Despite state and federal recommendations, state officials say only 53 of 331 school districts in Minnesota reported that they have tested classrooms for radon since 2012.
Mankato Area Public Schools Facilities Director Scott Hogen told the school board that the district tests regularly for the naturally occurring, radioactive, cancer-causing gas. “Every five years we do radon testing, and every five years we do lead and water testing,” he said, and added, “We have not deviated from that plan.”
He explained that, “We divide the district into fifths; so, one fifth of our buildings are done, for instance, this school year.
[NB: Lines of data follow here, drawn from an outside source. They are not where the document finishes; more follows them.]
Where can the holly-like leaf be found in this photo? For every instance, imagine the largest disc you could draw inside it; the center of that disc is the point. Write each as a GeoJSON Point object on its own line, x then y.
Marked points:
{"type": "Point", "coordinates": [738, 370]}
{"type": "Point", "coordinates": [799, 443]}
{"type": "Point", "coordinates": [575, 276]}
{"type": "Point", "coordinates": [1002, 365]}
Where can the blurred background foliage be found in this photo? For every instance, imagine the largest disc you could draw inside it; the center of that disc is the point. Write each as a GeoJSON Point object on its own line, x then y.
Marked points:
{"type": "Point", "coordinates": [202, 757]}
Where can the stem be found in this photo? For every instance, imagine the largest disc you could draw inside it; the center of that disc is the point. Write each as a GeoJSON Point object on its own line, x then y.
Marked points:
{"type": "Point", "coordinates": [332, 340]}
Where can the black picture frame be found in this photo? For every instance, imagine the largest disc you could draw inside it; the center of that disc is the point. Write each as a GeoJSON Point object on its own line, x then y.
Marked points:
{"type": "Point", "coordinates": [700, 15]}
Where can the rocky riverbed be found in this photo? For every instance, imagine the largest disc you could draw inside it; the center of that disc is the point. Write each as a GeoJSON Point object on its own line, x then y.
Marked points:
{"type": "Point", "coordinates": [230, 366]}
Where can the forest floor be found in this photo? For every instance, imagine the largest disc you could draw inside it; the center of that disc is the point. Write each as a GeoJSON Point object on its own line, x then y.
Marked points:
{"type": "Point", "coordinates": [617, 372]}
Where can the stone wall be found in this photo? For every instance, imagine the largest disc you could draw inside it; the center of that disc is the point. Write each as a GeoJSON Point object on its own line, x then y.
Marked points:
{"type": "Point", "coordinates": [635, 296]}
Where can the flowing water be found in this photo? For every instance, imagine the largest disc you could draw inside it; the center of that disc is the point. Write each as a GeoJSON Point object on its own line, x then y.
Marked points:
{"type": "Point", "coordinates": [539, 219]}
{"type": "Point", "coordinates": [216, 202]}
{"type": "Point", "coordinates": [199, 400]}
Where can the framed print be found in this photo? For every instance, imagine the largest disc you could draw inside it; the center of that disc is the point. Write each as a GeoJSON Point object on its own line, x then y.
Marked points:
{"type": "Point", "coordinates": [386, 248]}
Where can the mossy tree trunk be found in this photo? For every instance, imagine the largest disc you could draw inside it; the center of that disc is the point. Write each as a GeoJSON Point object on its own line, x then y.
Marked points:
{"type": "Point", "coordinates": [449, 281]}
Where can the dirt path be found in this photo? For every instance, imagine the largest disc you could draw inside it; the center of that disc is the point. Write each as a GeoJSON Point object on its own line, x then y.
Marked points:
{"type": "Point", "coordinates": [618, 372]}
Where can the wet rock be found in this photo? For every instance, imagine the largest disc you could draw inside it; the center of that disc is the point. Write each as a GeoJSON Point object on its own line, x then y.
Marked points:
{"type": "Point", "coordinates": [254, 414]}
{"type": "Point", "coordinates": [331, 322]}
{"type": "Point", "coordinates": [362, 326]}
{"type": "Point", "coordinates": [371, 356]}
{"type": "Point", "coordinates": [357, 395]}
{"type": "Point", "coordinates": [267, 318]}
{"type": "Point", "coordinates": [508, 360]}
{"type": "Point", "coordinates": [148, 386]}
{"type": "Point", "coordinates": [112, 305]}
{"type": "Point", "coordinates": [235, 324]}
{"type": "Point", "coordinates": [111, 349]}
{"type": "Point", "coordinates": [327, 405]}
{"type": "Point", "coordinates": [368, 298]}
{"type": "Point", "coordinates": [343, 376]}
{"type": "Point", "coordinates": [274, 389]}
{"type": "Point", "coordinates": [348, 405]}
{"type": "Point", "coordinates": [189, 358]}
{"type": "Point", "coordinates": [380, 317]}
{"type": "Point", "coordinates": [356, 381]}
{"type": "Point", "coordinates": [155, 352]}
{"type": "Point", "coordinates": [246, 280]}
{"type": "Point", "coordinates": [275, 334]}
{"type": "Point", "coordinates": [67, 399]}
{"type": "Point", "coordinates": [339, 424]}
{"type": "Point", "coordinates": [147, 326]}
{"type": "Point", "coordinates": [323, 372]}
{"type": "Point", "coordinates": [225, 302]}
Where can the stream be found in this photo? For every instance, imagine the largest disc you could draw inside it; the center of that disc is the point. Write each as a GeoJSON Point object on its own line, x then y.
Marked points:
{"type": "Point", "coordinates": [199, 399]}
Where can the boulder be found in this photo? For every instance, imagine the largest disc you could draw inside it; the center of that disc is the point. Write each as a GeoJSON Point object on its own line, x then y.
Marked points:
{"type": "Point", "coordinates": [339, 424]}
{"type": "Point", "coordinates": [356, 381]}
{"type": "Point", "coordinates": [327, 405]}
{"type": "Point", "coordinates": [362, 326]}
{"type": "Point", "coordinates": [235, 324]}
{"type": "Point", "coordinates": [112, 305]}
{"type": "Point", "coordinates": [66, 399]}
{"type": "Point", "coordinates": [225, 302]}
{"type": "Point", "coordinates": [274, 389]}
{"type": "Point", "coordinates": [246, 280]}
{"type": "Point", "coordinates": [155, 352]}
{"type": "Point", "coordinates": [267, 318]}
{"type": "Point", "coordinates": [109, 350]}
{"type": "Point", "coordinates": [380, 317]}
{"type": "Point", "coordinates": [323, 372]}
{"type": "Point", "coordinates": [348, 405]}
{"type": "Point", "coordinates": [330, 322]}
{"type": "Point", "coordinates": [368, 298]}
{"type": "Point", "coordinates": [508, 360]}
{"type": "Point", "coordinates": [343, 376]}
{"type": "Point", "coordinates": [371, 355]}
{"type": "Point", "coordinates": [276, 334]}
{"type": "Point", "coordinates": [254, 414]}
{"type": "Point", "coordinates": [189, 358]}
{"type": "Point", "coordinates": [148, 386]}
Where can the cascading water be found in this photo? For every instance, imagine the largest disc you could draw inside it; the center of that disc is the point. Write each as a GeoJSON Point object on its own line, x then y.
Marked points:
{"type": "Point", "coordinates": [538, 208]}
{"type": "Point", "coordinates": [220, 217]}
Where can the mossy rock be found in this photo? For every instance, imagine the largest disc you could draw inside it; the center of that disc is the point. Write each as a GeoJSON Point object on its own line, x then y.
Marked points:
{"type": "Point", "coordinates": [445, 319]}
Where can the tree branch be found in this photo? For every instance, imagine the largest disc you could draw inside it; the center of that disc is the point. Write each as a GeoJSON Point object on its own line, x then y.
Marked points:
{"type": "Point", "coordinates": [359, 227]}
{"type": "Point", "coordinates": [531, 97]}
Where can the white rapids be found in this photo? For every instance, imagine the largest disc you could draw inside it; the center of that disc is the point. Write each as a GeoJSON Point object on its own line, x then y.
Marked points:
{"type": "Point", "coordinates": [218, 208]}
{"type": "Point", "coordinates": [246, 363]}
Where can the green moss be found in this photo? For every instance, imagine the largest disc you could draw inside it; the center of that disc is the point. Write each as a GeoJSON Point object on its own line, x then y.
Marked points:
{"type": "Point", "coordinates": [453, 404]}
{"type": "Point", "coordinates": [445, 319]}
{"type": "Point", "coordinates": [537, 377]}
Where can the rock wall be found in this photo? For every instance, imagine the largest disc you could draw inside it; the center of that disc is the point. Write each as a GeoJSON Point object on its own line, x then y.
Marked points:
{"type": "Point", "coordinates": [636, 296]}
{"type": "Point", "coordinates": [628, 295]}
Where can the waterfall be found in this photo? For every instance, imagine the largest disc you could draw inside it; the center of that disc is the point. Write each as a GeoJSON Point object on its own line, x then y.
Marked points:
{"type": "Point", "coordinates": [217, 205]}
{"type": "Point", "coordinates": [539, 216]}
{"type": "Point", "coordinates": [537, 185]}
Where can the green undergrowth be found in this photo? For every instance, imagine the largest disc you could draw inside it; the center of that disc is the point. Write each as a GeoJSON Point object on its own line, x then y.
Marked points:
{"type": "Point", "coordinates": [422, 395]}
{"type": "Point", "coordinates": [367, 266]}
One fifth next year, the following year…. So, every year we are testing but we’re testing different facilities and every facility will fall into the five-year span.”
In Minnesota, 80 percent of counties are rated as radon “hot zones.” In Blue Earth County, more than 82 percent of homes tested in 2016 had elevated radon levels, and in over 60 percent the levels were high enough to be considered dangerous.
Hogen said they haven’t measured any levels that were cause for concern but, “We’ve had some elevated levels, slightly, but not that they are a hazard and we’ve been able to just make some adjustments in our ventilation systems to bring in more fresh air, flush it out of the building.”
The American Lung Association in Minnesota said that, after tobacco use, exposure to radon is the second leading cause of lung cancer.